Lionel Kelleway explores life underground and the fascinating world of tree roots!

Lionel Kelleway visits Treborth Botanic Gardens, (part of the University of Wales ), near Bangor in North Wales , for a fascinating and unusual subterranean tour into the world of the tree root!

His guides are Nigel Brown, Curator of Treborth Botanic Gardens, and Pat Denne, a former lecturer in wood science and forestry at the University of Wales , and Chairperson of the Friends of Treborth Botanic Garden.

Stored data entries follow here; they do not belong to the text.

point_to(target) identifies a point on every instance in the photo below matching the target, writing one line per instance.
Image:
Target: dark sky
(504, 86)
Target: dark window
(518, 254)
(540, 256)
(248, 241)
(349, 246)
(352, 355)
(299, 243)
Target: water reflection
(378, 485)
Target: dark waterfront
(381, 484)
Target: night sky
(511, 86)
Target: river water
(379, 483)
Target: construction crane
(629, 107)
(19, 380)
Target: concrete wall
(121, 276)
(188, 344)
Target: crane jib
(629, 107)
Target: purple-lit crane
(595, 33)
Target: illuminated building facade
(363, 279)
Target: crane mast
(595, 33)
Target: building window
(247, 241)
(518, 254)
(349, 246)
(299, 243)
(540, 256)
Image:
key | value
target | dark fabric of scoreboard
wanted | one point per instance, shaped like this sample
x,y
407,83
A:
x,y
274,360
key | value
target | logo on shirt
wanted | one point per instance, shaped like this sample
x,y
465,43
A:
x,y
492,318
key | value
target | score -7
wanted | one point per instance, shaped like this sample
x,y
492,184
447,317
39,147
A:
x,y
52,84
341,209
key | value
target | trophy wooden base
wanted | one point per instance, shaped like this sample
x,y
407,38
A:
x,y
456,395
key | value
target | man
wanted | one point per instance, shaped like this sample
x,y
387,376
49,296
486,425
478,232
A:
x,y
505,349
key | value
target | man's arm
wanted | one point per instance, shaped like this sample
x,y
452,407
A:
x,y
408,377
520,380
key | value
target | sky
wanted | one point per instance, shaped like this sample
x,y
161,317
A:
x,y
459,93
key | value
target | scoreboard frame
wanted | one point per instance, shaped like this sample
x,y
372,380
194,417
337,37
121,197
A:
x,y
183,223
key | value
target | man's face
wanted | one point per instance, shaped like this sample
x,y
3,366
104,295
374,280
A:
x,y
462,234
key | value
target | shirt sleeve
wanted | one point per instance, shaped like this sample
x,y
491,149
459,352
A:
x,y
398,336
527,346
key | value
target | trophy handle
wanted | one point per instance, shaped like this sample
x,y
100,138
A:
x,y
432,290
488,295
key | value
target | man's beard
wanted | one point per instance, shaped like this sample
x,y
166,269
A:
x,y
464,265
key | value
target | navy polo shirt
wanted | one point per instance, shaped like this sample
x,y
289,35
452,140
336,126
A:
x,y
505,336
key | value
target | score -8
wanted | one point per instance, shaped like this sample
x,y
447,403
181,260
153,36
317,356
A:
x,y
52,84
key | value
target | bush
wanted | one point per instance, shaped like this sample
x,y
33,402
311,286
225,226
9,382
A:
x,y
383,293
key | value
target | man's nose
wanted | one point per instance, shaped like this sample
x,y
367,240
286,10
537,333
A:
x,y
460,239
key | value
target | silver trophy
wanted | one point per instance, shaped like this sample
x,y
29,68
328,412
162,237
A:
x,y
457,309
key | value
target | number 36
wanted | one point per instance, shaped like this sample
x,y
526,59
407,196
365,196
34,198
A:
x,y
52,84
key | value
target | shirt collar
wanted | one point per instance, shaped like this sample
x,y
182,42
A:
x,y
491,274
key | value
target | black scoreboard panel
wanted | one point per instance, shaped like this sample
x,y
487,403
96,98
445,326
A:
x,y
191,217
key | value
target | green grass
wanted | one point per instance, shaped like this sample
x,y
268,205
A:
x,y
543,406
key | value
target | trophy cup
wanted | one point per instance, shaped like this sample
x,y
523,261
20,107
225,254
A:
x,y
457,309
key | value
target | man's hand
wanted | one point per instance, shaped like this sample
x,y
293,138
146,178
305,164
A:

Their journey begins on a very windy beach overlooking the Menai Straits, where fossilized plants dating back to the Carboniferous period, some 300 million years ago, provide evidence of some of the earliest root systems. In fact, roots have changed relatively little during the course of evolution - and their function - to provide anchorage for the plant, absorb water and store nutrients, are as important to modern day plants as it was to those earliest plant forms.


As to which came first - roots or stems? Nigel Brown suggests that the roots came first -and that without roots systems, the evolution of pants, their terrestrial dominance and upward growth would have been severely limited. The importance of a good root system to a plant cannot be underestimated.

Further inland in the heart of the gardens, amongst a grove of Hazel, Beech, Holly and Ash, Lionel tries a "scratch and sniff" technique to identify one root from another. In this case, whilst Bay roots smell distinctly of Bay, the roots of a legume species smell horribly of dried fish!

Lionel and his guides also dig down into the soil to find some roots, and discuss a very special relationship which has evolved between many tree species and particular fungi called mycorrhizal fungi, which is vital for the tree's survival. The relationship is a symbiotic relationship - ie both partners benefit. The fungus gets a supply of food from the host plant and the tree benefits from the greater uptake of mineral nutrients via the fungal structures.

Lionel also learns why roots are round not flat like leaves and how they influence their surroundings - all in all, discovering there's much more to a root than simply being a plant's drinking straw and anchor!